In considering the recommendation of the HCP Board, you should be aware that some of the members of the HCP Board and HCP’s executive officers have interests in the Merger that are different from, or in addition to, the interests of the HCP Members generally.

You should also be aware that HealthCare Partners Medical Group, an HCP Member and a California general partnership, Drs. Margolis, Chin, and Paulsen, and Mr. Mazdyasni collectively own, directly or indirectly, 74,143,125.7 HCP Common Units, which represent approximately 74% of the outstanding HCP Common Units, and they have each entered into an agreement with DaVita pursuant to which they have agreed to vote all of the HCP Common Units owned or controlled by them in favor of the approval of the principal terms of the Merger and the Merger Agreement. Accordingly, the approval of the principal terms of the Merger and the Merger Agreement by the HCP Members is assured.

We are excited about the opportunities the Merger may bring to HCP and the HCP Members, and we look forward to the successful completion of the Merger.

Sincerely,

Robert Margolis, M.D.

Chairman and Chief Executive Officer HealthCare Partners Holdings, LLC

This prospectus incorporates by reference important business and financial information about DaVita that is not included or delivered with this document.
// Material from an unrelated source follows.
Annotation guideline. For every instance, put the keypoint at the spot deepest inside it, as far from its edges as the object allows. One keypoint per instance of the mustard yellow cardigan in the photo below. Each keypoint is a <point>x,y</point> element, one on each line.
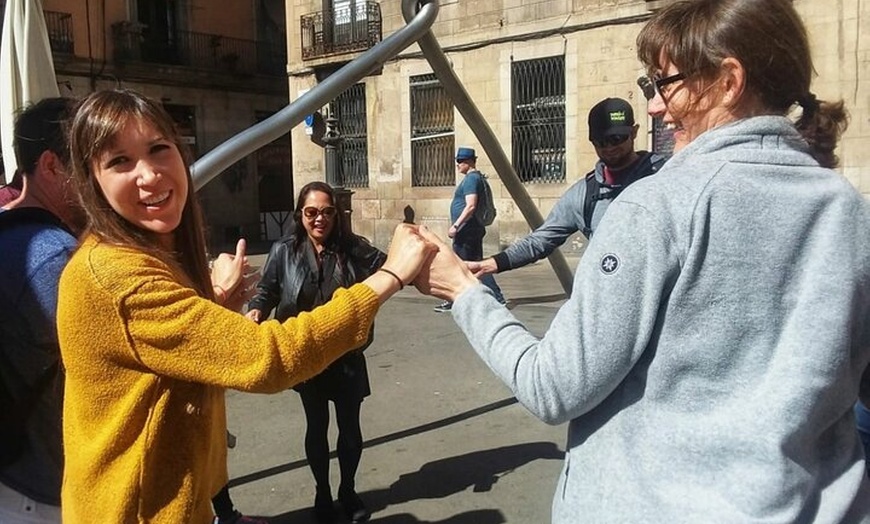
<point>147,361</point>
This information is available without charge to HCP Members upon written or oral request. You can obtain the documents incorporated by reference in this prospectus by requesting them in writing or by telephone at the following address and telephone number: HealthCare Partners Holdings, LLC, 19191 South Vermont Avenue, Suite 200, Torrance, California 90502, (310) 354-4200.

To obtain timely delivery of requested documents prior to the special meeting, you must request them no later than , 2012, which is five business days prior to the special meeting.